The US Food and Drug Administration (FDA) granted EnsoData FDA 510(k) clearance for technology that enables artificial intelligence (AI)-powered sleep diagnosis using FDA-cleared pulse oximetry devices. 

Initially cleared by the FDA in 2017 and expanded in 2021, EnsoData’s sleep scoring and study management solution, EnsoSleep, uses AI to analyze the waveforms recorded by in-lab polysomnography and home sleep apnea testing. With the new clearance of EnsoSleep PPG, EnsoData adds the ability to AI score data provided by FDA-cleared pulse oximeters. 

“Expanding EnsoData’s capability to collect and analyze PPG (photoplethysmogram) signals from simple, wearable pulse ox devices will accelerate the identification, diagnosis, and treatment of sleep-disordered breathing events, including sleep apnea,” says Justin Mortara, president and CEO of EnsoData, in a release. “With this latest FDA clearance, we expect to build upon and diversify our partner ecosystem to reach more patients with our leading AI solutions.”

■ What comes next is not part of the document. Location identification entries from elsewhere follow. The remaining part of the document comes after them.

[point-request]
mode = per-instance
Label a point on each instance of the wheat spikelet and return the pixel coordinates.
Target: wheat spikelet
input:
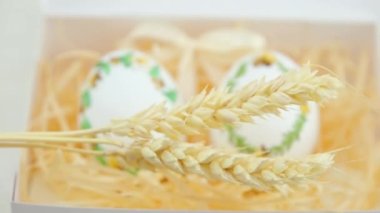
(217, 108)
(261, 173)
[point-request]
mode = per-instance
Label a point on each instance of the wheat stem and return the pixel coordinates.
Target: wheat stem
(50, 146)
(261, 173)
(218, 108)
(30, 138)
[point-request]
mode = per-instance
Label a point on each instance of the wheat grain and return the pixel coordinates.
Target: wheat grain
(218, 107)
(261, 173)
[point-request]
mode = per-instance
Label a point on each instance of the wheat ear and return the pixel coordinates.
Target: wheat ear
(261, 173)
(217, 108)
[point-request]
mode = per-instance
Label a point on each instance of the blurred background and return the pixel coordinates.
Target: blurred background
(20, 40)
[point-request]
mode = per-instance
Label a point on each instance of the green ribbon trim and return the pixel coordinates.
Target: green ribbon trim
(126, 59)
(289, 138)
(104, 67)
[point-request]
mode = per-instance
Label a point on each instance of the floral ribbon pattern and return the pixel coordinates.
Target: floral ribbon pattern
(290, 137)
(132, 61)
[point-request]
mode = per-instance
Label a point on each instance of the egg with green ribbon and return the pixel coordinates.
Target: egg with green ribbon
(294, 132)
(122, 84)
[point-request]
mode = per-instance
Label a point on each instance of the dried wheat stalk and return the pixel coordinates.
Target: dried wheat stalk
(217, 108)
(261, 173)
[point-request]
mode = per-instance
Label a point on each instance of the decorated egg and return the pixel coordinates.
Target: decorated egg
(294, 132)
(122, 84)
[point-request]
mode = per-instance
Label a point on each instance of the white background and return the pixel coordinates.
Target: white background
(20, 27)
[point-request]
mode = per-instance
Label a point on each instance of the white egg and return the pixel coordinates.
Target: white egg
(294, 133)
(122, 84)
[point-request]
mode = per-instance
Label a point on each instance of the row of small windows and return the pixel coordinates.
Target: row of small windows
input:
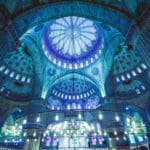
(73, 97)
(138, 90)
(14, 75)
(71, 65)
(133, 73)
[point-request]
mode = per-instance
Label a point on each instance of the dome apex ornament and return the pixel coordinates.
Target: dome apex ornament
(73, 42)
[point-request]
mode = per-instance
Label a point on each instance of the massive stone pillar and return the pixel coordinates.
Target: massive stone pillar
(32, 136)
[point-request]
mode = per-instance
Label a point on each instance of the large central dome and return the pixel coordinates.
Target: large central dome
(72, 42)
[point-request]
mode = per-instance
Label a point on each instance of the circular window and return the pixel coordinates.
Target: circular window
(72, 42)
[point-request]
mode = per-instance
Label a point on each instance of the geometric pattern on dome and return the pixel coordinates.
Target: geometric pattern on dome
(73, 42)
(131, 88)
(73, 89)
(127, 64)
(93, 102)
(17, 65)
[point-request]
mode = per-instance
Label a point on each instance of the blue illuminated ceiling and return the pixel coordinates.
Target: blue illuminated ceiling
(74, 60)
(73, 42)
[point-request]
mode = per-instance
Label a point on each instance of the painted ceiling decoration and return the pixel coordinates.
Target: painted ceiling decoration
(73, 42)
(74, 74)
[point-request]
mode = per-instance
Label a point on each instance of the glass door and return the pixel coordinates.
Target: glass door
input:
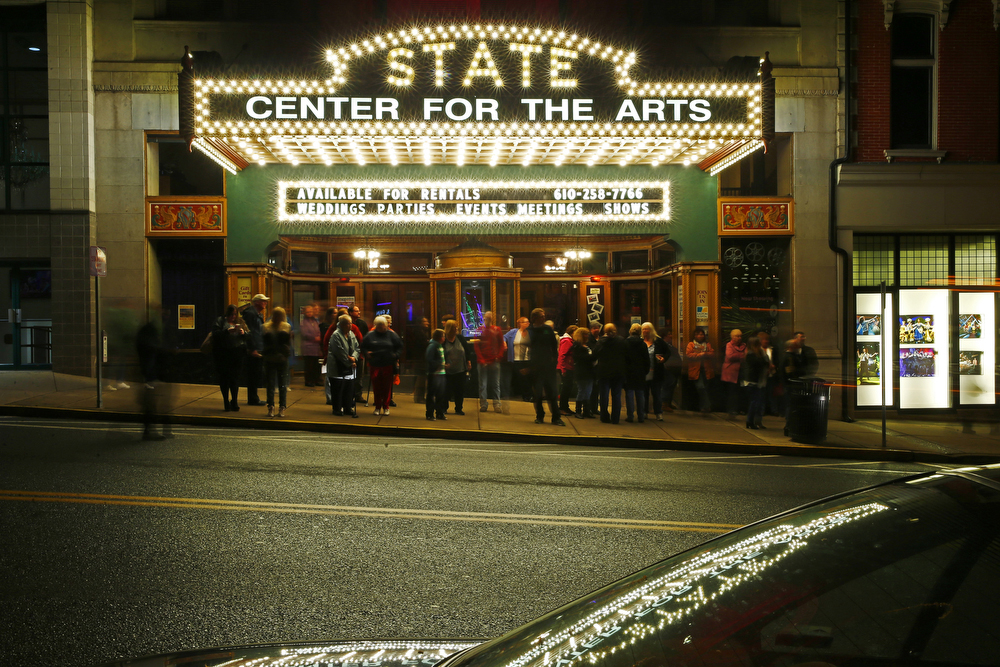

Compared to earlier generations of sleep diagnostic equipment, pulse oximeter devices are smaller and less expensive. They can be as simple to wear as a ring or watch and record physiological data related to sleep and breathing, such as a patient’s oxygen saturation levels and heart rate.

Using this data, EnsoSleep PPG’s deep learning models automatically detect respiratory events, including sleep-disordered breathing events such as apneas or hypopneas, sleep stages including REM, deep sleep, light sleep, wake, and other sleep measures, which may be displayed and edited by a qualified healthcare professional and then exported into a final sleep report for a patient.

By lowering the barrier for patients to receive an accurate sleep test to more widely available pulse oximetry devices, clinicians can expedite the diagnostic process and provide patients with answers to their health problems more quickly, according to a release from EnsoData.